O menino foi encontrado por militares nu, desnutrido e cercado por lixo e excrementos após uma moradora alertar sobre ruídos vindos do veículo estacionado em um pátio privado.
De acordo com o promotor de Mulhouse, Nicolas Heitz, a vítima estava em posição fetal e apresentava extrema palidez. Devido ao longo período de confinamento em uma posição sentada, o menino já não conseguia mais andar e precisou de atendimento hospitalar imediato.
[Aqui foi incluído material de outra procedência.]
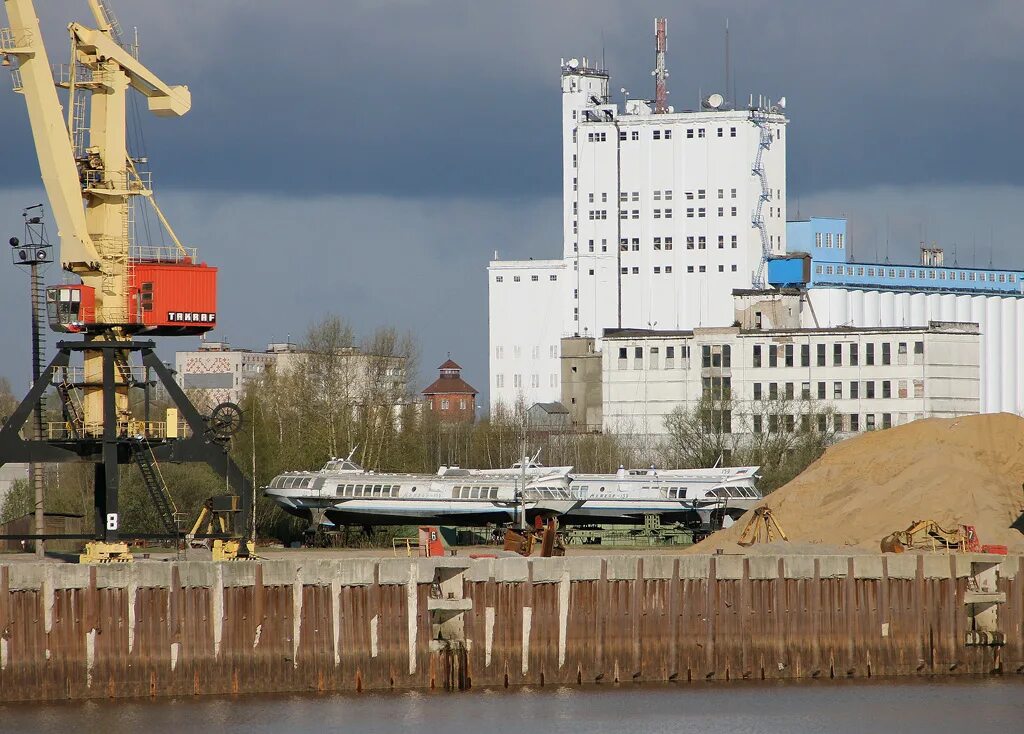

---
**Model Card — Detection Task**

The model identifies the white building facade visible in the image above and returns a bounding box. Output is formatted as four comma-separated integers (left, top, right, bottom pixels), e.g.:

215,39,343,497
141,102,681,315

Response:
601,322,981,438
488,48,786,405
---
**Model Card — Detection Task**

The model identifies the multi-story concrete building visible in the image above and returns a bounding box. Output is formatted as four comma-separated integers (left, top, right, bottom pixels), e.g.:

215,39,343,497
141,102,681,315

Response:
174,340,276,409
768,218,1024,415
602,322,980,436
175,341,409,409
488,37,786,404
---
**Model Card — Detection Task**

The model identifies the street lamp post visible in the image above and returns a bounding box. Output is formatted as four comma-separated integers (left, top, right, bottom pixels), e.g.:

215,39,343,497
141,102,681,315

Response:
9,204,53,558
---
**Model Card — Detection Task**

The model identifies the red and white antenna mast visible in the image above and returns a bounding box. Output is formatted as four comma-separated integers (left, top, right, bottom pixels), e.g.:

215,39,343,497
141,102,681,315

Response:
651,17,669,114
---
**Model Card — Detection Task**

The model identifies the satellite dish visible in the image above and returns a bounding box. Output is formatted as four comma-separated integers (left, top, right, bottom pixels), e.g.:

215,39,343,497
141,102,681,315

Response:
703,92,725,110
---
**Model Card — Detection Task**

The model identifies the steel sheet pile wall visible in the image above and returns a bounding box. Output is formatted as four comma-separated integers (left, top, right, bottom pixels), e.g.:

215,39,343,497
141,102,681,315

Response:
0,555,1024,700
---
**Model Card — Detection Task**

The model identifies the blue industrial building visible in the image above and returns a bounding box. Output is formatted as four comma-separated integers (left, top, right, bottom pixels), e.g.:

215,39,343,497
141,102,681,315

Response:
768,217,1024,296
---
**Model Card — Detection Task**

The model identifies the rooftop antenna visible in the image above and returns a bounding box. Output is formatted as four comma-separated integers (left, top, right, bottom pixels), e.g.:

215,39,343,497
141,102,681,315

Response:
651,17,669,115
725,18,736,106
886,212,889,265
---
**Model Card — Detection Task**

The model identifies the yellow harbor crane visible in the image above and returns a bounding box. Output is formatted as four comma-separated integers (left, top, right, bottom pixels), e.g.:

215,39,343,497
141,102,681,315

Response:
0,0,251,554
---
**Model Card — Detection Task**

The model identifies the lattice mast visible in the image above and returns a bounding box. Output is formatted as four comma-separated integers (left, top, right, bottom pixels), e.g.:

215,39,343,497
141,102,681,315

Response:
651,17,669,115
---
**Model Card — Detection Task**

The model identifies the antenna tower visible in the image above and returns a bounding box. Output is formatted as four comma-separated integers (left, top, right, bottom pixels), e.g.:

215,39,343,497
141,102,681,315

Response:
651,17,669,115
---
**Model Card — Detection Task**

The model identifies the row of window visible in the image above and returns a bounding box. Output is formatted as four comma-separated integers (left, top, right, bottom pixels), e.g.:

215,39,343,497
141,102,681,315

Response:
452,486,498,500
749,378,925,400
751,342,925,368
814,265,1017,283
814,232,846,250
495,373,560,388
614,264,736,275
495,344,558,359
751,413,893,433
618,339,925,368
495,275,558,283
572,127,736,142
337,484,399,498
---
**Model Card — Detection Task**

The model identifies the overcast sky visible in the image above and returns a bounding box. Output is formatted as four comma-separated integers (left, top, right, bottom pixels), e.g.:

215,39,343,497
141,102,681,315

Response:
0,0,1024,401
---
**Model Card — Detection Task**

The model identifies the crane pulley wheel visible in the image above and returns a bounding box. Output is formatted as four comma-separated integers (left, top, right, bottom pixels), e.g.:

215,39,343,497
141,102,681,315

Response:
210,402,242,438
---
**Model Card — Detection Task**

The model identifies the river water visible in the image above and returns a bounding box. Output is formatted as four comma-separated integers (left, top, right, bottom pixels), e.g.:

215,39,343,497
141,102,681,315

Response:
0,677,1024,734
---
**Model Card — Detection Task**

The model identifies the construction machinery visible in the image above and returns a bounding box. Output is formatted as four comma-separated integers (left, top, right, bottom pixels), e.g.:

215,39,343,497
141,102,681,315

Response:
0,0,252,560
881,520,982,553
736,506,790,546
185,494,256,561
503,516,565,558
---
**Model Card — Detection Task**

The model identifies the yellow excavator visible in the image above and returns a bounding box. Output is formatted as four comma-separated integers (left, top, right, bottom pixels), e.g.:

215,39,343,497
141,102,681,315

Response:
880,520,981,553
185,494,256,561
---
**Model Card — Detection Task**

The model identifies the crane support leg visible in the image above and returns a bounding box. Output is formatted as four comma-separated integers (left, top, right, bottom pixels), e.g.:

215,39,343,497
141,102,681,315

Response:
0,341,253,561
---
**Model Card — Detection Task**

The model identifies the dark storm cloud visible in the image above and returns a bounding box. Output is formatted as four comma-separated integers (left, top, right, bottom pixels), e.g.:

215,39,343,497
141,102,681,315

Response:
6,0,1024,197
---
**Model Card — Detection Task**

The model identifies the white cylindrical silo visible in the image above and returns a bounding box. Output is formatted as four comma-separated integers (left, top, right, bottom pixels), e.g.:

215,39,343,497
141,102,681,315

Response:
996,298,1020,413
971,296,988,413
907,293,928,327
863,291,882,329
933,293,956,321
956,295,971,322
879,291,899,327
981,296,1002,413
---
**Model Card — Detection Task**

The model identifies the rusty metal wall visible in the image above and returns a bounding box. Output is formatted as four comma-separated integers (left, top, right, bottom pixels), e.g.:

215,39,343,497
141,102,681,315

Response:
0,558,1024,701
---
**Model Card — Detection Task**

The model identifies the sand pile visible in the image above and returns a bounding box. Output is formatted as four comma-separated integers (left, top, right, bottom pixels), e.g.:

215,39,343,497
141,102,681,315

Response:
692,414,1024,553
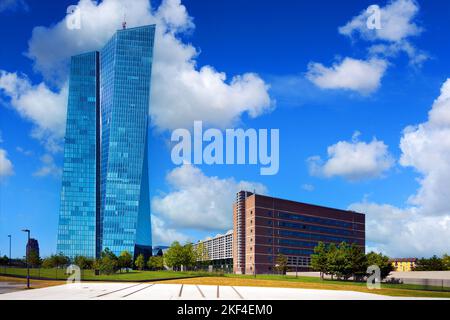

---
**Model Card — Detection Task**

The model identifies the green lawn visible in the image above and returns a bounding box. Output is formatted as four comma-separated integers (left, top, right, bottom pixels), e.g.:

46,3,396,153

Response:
0,267,213,281
224,274,450,292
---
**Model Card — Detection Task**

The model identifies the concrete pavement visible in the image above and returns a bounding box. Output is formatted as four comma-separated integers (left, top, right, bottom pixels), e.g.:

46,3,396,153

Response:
0,282,442,300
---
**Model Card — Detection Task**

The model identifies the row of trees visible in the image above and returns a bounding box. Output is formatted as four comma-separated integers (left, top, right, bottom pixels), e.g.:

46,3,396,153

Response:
311,242,394,280
414,254,450,271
Em depoimento, a criança revelou que o pai a trancou no veículo para evitar que fosse internada em um hospital psiquiátrico, uma exigência da companheira do pai, que não queria o enteado no apartamento da família. O Ministério Público ressaltou, porém, que não há qualquer evidência médica de problemas psiquiátricos no menor.
As investigações apontam que o menino estava privado de cuidados básicos e de higiene desde novembro de 2024, tendo tomado banho pela última vez no final daquele ano. Ele era forçado a urinar em garrafas plásticas e utilizar sacos de lixo para suas necessidades fisiológicas.
Embora o pai vivesse no apartamento vizinho com a companheira e duas meninas, de 10 e 12 anos, ele alegou ter mantido o filho no veículo para "protegê-lo" da mulher. O acusado afirmou ainda que permitiu que o filho saísse brevemente em maio de 2025 e tivesse acesso à casa apenas quando o restante da família viajou de férias.
O desaparecimento da criança passou despercebido pelas instituições educacionais após a família informar, no ano letivo de 2023-2024, que o menino passaria a ser escolarizado de outra forma, o que levou ao arquivamento de seu prontuário na escola de Mulhouse.
O pai encontra-se agora em prisão preventiva, enquanto sua companheira, de 37 anos, também enfrenta acusações por omissão de denúncia de maus-tratos e privação. Embora ela negue conhecimento da situação, o Ministério Público mantém a investigação sobre sua conduta. As autoridades assumiram a custódia provisória das três crianças da família.